Ottawa has put in motion its latest measures to protect the Canadian steel and aluminum industry by making it harder for Chinese metals to reach Canada.
The move was formalized through regulations shortly after China announced it was imposing 75 percent tariffs on Canadian canola seeds, as first covered by Blacklock’s Reporter.
The measure, first announced by Prime Minister Mark Carney in July, specifically targets Chinese steel and aluminum being transshipped through third countries. Canada had already placed a 25 percent tariff on steel and aluminum from China in October 2024, following a similar move by the U.S. administration under then-President Joe Biden.
Ottawa’s new surtax order on Chinese metals was registered in the Canada Gazette on Aug. 13 and will come into force on Sept. 22. The order amends the Customs Tariff to put a 25 percent tariff on transshipped Chinese steel and aluminum.
The Customs Tariff amendment said China’s steel exports have “surged” to markets in Southeast Asia, Latin America, the Middle East, and North Africa, with those regions in turn increasing their exports. This has resulted in some cases in a massive increase in steel imports from certain countries, such as a yearly increase of imports of 1,163 percent from Malaysia.
The order will require importers to provide certificates proving that goods do not contain steel melted and poured in China. Similar measures will apply to aluminum to ensure the primary aluminum if the goods doesn’t originate from China.
The new tariff is not cumulative, which means if the goods are already subject to a duty under the previous China Surtax Order from 2024, they are exempt.
The Customs Tariff amendment in the Gazette states that the order was made to respond to policies and practices of the Chinese regime that are “contrary to Canadian values that adversely affect, or lead directly or indirectly to adverse effects on, the trade in goods of Canada.”
Some of China’s non-market policies and practices identified by Ottawa include “pervasive” subsidization and limited labour and environmental standards.
The new order also notes that with aluminum exports, the Chinese regime set a self-imposed limit on its production in 2017, but Chinese producers have instead built factories in other countries like Angola, Indonesia, Malaysia, Kazakhstan, and Vietnam.
“Canadian steel and aluminum producers continue to face challenges resulting from global overcapacity, and from products exported from diverse countries that are made from Chinese-produced steel and aluminum,” the order says, noting that this can devalue existing investments and discourage future investments in Canadian steel and aluminum industries.
The notice said that there are currently 10 steelmaking corporations in Canada that operate 16 steel mills in five provinces, with 75 percent of steelmaking capacity located in Ontario and another 15 percent in Quebec.

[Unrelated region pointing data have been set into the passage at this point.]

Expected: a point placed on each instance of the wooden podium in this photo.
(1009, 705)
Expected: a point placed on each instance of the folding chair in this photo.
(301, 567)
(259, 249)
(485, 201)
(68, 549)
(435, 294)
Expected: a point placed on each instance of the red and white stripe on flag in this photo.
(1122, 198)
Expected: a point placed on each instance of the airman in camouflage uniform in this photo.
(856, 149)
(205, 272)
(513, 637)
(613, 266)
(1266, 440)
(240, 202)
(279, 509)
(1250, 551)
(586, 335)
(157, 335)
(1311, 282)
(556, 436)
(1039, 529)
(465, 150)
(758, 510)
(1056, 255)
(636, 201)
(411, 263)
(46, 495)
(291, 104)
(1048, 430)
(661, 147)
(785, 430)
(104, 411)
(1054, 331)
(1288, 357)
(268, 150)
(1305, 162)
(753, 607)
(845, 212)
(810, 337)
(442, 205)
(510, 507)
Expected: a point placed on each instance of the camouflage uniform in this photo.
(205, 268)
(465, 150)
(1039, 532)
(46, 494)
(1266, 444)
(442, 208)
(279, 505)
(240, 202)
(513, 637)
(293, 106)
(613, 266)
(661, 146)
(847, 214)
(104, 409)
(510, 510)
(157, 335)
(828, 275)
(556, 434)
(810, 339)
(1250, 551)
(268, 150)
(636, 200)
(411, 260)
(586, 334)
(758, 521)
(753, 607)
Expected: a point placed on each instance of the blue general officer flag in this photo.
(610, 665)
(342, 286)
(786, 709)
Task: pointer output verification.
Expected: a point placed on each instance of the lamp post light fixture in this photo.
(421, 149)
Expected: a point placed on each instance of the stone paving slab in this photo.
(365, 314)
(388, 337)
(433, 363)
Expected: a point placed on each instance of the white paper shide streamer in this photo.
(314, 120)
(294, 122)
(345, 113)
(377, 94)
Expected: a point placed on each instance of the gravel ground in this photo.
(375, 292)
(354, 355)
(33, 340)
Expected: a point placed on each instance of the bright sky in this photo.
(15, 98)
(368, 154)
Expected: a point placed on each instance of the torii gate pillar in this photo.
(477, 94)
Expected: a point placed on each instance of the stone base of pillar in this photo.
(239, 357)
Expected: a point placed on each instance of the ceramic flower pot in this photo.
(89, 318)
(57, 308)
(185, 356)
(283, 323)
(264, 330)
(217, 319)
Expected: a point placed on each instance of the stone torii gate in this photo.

For aluminum, the industry is centred in Quebec, with eight out of nine aluminum mills operating in the province.
While Canada produces around 12.3 million tonnes of steel annually and 3.3 million tonnes of aluminum, China produced over one billion tonnes of steel and 41 million tonnes of aluminum in 2023.
Trade Disputes
The move against Chinese transshipment comes as Canada is involved in trade conflicts with the world’s two largest economies. Ottawa has been implementing various measures to help the domestic steel and aluminum industries, which are facing 50 percent tariffs from the United States.
Aside from the new tariffs, Carney had announced in July that steel products from partners whom Canada does not have a free trade agreement with would see tariff quota rate levels reduced to half of 2024 volumes, while a 50 percent tariff would apply to imports beyond those amounts.
Meanwhile China has started retaliating against Canada’s October tariffs on steel, aluminum, and electric vehicles in March. Beijing’s latest action was announcing on Aug. 12 it would impose 75.8 percent temporary tariffs on Canadian canola, starting on Aug. 14.
The tariffs are part of a preliminary ruling from an anti-dumping investigation the Chinese regime launched last year, which it says found “that canola imported from Canada is being dumped,” affecting China’s domestic industry. Dumping involves selling products to another country at a price below their normal value.
Cabinet ministers reacted by saying that Canada does not “dump” canola. “Our hard-working farmers provide world-class food to Canadians and international trading partners,” said ministers Maninder Sidhu and Heath MacDonald in a statement.
Canola is Canada’s second-largest crop by acreage and is the most valuable principal field crop, having generated $12.9 billion in farm cash receipts in 2024, according to Ottawa.